Perhaps the hall itself could snuff out this whole brouhaha -- which is only set to intensify as the eligibility period chugs into the neon-pop 1980s -- with a simple, clear statement of purpose. Let the public intuitively understand what's meant by "rock 'n' roll," set the record straight, and we'll all move on to arguing about the annual nominees for other reasons.

Or maybe not. Rock's factional loyalties are part of a tension that has marked popular music for decades, perhaps most memorably symbolized by the infamous Disco Demolition Night in 1979. That's when thousands of beer-fueled rock fans wreaked havoc at Chicago's Comiskey Park, turning a Tigers-White Sox baseball game into a boisterous anti-disco rally.
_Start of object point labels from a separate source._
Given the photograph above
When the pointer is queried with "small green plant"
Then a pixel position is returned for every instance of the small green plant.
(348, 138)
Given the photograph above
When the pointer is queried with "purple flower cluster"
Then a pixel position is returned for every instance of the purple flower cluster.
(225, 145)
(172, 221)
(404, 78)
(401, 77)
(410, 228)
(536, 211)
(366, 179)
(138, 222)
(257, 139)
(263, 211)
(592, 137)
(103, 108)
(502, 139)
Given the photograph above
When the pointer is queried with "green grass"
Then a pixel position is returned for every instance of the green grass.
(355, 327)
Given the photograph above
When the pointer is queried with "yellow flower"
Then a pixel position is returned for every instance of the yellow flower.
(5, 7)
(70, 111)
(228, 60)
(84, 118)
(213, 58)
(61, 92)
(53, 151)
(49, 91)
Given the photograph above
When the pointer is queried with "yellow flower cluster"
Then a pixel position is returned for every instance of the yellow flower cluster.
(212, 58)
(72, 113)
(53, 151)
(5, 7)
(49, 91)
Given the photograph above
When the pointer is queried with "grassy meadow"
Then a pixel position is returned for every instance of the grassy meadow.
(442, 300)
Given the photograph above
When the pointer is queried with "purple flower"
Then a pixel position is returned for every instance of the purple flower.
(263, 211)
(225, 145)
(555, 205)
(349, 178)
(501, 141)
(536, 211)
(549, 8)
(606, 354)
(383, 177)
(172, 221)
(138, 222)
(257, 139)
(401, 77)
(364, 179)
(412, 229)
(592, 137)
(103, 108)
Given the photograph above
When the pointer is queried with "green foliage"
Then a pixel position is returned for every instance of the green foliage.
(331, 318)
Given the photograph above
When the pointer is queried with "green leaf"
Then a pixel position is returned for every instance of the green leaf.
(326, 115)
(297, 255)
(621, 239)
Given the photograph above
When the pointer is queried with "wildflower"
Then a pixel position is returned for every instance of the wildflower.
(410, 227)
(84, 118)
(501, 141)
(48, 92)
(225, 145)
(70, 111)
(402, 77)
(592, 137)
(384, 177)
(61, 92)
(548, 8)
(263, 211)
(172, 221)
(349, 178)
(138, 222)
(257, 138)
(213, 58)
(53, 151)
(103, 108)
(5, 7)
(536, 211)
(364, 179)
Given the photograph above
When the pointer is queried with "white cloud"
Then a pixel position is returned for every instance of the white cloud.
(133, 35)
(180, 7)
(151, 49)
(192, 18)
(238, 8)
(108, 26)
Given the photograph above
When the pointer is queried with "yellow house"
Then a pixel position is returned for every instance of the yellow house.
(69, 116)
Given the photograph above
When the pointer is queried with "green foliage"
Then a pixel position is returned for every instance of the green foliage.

Disco slipped to the sidelines within a couple of years, but popular music's fragmentation continued, splintering to the point that the traditional Top 40 concept no longer exists.

Those who can't be convinced Madonna belongs are only destined for more angst as they become dimly aware of their real nightmare: In just 11 years, the Backstreet Boys will be eligible for the Rock and Roll Hall of Fame.